Á Fürth, les juifs représentent environ 20 % de la population et sont sous la protection de deux dirigeants antagonistes qui se disputent le pouvoir sur le dos des juifs. Chacun accorde des privilèges spéciaux à « ses » juifs, tout en harcelant ceux de la partie adverse. La communauté de Fürth est donc divisée en deux groupes, une petite minorité dépend du margrave d'Ansbach, alors que la majorité est sous la protection de l'évêque de Bamberg.
Fränkel va se trouver impliqué dans ce conflit quand il décide de profiter de deux évènements survenant vers 1703, la fin d'un contrat duodécennal de coopération entre les deux communautés juives de Fürth, et l'arrivée d'un nouveau margrave, pour essayer de faire prévaloir les intérêts de la maison d'Ansbach (et les siens). Il s'impose au nouveau margrave en lui suggérant un meilleur contrôle de la communauté juive au bénéfice du prince.

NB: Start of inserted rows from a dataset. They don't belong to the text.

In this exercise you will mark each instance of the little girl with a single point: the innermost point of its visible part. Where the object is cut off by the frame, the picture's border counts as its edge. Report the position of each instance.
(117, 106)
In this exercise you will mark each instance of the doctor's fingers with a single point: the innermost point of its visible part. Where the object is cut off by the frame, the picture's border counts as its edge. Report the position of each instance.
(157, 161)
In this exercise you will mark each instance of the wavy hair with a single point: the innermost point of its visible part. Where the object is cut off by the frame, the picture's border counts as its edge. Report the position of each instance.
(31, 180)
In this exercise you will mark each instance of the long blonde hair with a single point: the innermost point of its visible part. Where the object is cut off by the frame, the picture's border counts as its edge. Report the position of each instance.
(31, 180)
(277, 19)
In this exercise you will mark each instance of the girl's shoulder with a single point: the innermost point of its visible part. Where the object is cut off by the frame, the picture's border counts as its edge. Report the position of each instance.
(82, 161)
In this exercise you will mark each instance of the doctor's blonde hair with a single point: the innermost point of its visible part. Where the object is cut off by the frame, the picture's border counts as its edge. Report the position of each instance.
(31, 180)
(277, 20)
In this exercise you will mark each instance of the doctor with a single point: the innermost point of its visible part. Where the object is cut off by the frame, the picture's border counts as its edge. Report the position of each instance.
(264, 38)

En peu de temps, par délation, il traine en justice les principaux dirigeants juifs de Fürth.
En retour, Fränkel devient rapidement dès 1704 Barnoss (déformation du mot hébreu parnass), président, de la partie de la communauté juive de Fürth dépendant d'Ansbach et est nommé en 1708, Oberbarnoss de l'ensemble de la communauté juive vivant sur le territoire d'Ansbach. En plus, il a accès au margrave et en profite pour le conseiller et servir d'intermédiaire dans de nombreuses affaires financières, économiques et administratives sur tout le territoire. Fränkel devient une personne influente à la cour, aidant certains à obtenir des positions officielles importantes. Les juifs du margraviat lui sont reconnaissant d'avoir en 1708 obtenu la remise d'une lourde amende qui leur était imposée à la suite d'une investigation sur leur pratique usuraire.
Sa chute
Mais sa consécration comme juif de cour obtenue par manigances lui attire de nombreux ennemis non seulement chez les juifs mais aussi chez les chrétiens jaloux de sa réussite.

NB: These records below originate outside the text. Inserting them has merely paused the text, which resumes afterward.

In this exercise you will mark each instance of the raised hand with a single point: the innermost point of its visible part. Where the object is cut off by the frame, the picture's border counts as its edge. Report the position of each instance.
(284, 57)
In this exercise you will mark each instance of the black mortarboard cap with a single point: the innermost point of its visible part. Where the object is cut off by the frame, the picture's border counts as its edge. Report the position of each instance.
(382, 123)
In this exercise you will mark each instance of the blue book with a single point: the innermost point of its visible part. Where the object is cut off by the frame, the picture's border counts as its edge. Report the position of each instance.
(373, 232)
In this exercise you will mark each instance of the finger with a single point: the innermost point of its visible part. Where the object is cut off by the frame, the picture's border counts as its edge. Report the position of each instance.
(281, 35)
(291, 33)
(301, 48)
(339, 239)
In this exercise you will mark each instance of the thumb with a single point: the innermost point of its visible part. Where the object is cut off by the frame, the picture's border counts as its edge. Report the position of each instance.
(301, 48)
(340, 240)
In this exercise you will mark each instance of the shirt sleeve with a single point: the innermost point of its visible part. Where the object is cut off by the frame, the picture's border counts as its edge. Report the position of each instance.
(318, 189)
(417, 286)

En février 1712, Fränkel est dénoncé par un juif converti pour être en possession de livres blasphématoires, d'utiliser son influence à la cour pour intervenir dans tous les domaines de la politique et pour avoir détourné des fonds publics. Une commission d'investigation est nommée, dirigée par un ennemi personnel de Fränkel. Celle-ci ordonne l'arrestation de Fränkel et son incarcération à l'isolement. De nombreux témoins juifs et chrétiens sont interrogés, mais les interrogatoires sont partiaux et biaisés : toutes les accusations sont déclarées vraies, bien qu'aucune preuve tangible n'ait pu être apportée et qu'aucune malversation n'ait pu être découverte.

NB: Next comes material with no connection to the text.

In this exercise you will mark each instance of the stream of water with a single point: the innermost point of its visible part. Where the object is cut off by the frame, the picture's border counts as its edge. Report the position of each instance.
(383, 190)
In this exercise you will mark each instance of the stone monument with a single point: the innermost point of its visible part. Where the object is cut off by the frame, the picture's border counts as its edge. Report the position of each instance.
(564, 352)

Le margrave n'intervient pas pour protéger son ancien favori, mais le condamne à la prison à vie, à la confiscation de tous ses biens et à l'expulsion de sa famille.
Le , une foule importante se presse vers la place du marché pour assister à la punition publique du vieux juif. Après avoir dénudé son torse, le bourreau lui assène neuf violents coups de canne, puis Fränkel est conduit à la forteresse de Wülzburg (près de Weißenburg in Bayern). Enchainé et uniquement nourri de pain et d'eau, il meurt neuf ans plus tard en 1720, à l'âge de 67 ans.
Son frère, le grand-rabbin Hirsch Fränkel, lui aussi accusé de détenir des livres blasphématoires en hébreu, est emprisonné à la prison de Schwarbach jusqu'à sa mort en 1723.
Interprétation des historiens
Pour, Rotraud Riess de l'université Gerhard Mercator de Duisbourg, l'affaire Elkan Fränkel est un cas d'étude holistique:
« Le protagoniste peut être examiné comme un individu, comme un membre d'une famille, de la communauté juive et de la société en général…
Les ambitions politiques de Fränkel ne sont pas uniquement une attitude égotiste-individualiste de la vie, mais une tentative de jeter un pont entre ses origines juives et la société chrétienne. Il échoua, car l'époque n'était pas encore arrivée d'atteindre un tel but, et qu'il surestima son influence sur le margrave et la capacité du margrave de s'affirmer et finalement parce qu'il manqua d'intelligence émotionnelle et de sensibilité pour reconnaitre les limites des activités politiques d'un juif, qui étaient encore très faibles, malgré un certain progrès dans le domaine économique et même de coopération diplomatique entre chrétiens et juifs[1]. »
Notes
- (en): Rotraud Ries: Bridging the Gaps – Reflections on the trial of a Court Jew and a Modern Concept of Jewish History in Germany; in Zutot 2001 (Perspectives on Jewish Culture); éditeur: Springer; 2013; directeurs de publication: Shlomo Berger; Michael Brocke et Irene Zwiep; (ISBN 9401737320 et 978-9401737326)
Bibliographie
- (en) Cet article contient des extraits de l'article « FRÄNKEL, ELKAN » par Gotthard Deutsch & Alfred Feilchenfeld de la Jewish Encyclopedia de 1901–1906 dont le contenu se trouve dans le domaine public.
- Bibliographie de la Jewish Encyclopedia :
- (de): S. Hänle, Geschichte der Juden im ehemaligen Fürstentum Ansbach, Ansbach, 1867, réédition Hansebooks, 2017 (ISBN 3743650193 et 978-3743650190).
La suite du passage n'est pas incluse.